As expected, the highest hourly wage needed to support a family is in the Silicon Valley.  

A single parent with two children in Santa Clara County needs to earn $25.55 an hour, Pearce estimated. 

Part of the problem is that lawmakers use the federal poverty guidelines when setting policy – a guide that was established in the 1960s and isn’t based on modern costs or situations, such as the increase in single-parent families, researchers said. 

And too often, welfare case workers encourage aid recipients to take the first job offered to them, rather than complete their education or get training that will allow them to get higher paying jobs, said Pearce. 

That’s not news to Domaniquie Toney from Los Angeles, or Leilani Luia of Oakland, two single mothers who spoke at the news conference announcing the report’s release. 

On welfare since she was 15 years old, Toney, a 24-year-old mother of four, said she is now trying to finish high school so she can get a job that pays more than her current position as an office clerk. 

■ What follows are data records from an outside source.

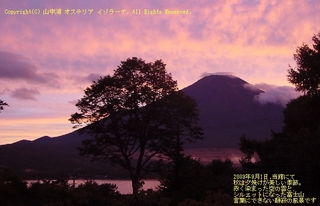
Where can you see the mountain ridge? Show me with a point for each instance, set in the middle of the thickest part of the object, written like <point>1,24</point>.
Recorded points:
<point>227,111</point>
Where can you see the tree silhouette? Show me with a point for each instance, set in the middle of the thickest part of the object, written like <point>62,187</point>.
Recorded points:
<point>2,103</point>
<point>136,117</point>
<point>306,76</point>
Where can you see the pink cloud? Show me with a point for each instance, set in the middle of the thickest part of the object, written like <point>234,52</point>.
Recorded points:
<point>25,94</point>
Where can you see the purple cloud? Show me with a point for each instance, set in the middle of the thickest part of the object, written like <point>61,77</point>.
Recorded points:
<point>273,94</point>
<point>17,67</point>
<point>92,77</point>
<point>25,94</point>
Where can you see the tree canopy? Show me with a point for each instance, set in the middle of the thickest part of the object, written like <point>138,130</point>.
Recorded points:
<point>2,103</point>
<point>136,117</point>
<point>306,76</point>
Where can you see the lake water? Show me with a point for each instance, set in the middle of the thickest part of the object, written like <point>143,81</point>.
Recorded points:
<point>205,155</point>
<point>124,186</point>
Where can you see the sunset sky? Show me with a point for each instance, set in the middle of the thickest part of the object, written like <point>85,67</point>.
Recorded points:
<point>48,58</point>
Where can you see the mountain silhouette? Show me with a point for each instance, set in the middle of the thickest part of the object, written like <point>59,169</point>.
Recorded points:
<point>227,111</point>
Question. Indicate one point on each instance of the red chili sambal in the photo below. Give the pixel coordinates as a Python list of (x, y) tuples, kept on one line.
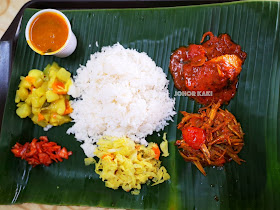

But case workers are pressuring her to take any job, regardless of the salary, instead of going to school, she said. 

“I really think they need to stress education, but they put it on the back burner,” she said. 

Luia, 32, said education is helping her close the gap between living on welfare and working full-time in a job that supports her family by herself.  

Luia, the mother of two, is attending college and plans to become a social worker. 

“Women who have not gotten higher education, but have gone through the programs in the county, have ended up in low-wage jobs that do not allow mobility.  

“They end up staying in poverty and staying in jobs like housekeeping, low-end clerical work like filing and phone operator, and even fast food,” she said. 

The study’s authors say lawmakers and Gov. Gray Davis should use the self-sufficiency standard as a guideline to expand programs that help the working poor in California. 

They suggest additional state aid for child care, health care and tax relief – especially for those going from welfare to the job market. 

“A single dollar of support often multiplies itself in benefits to a family,” Pearce said.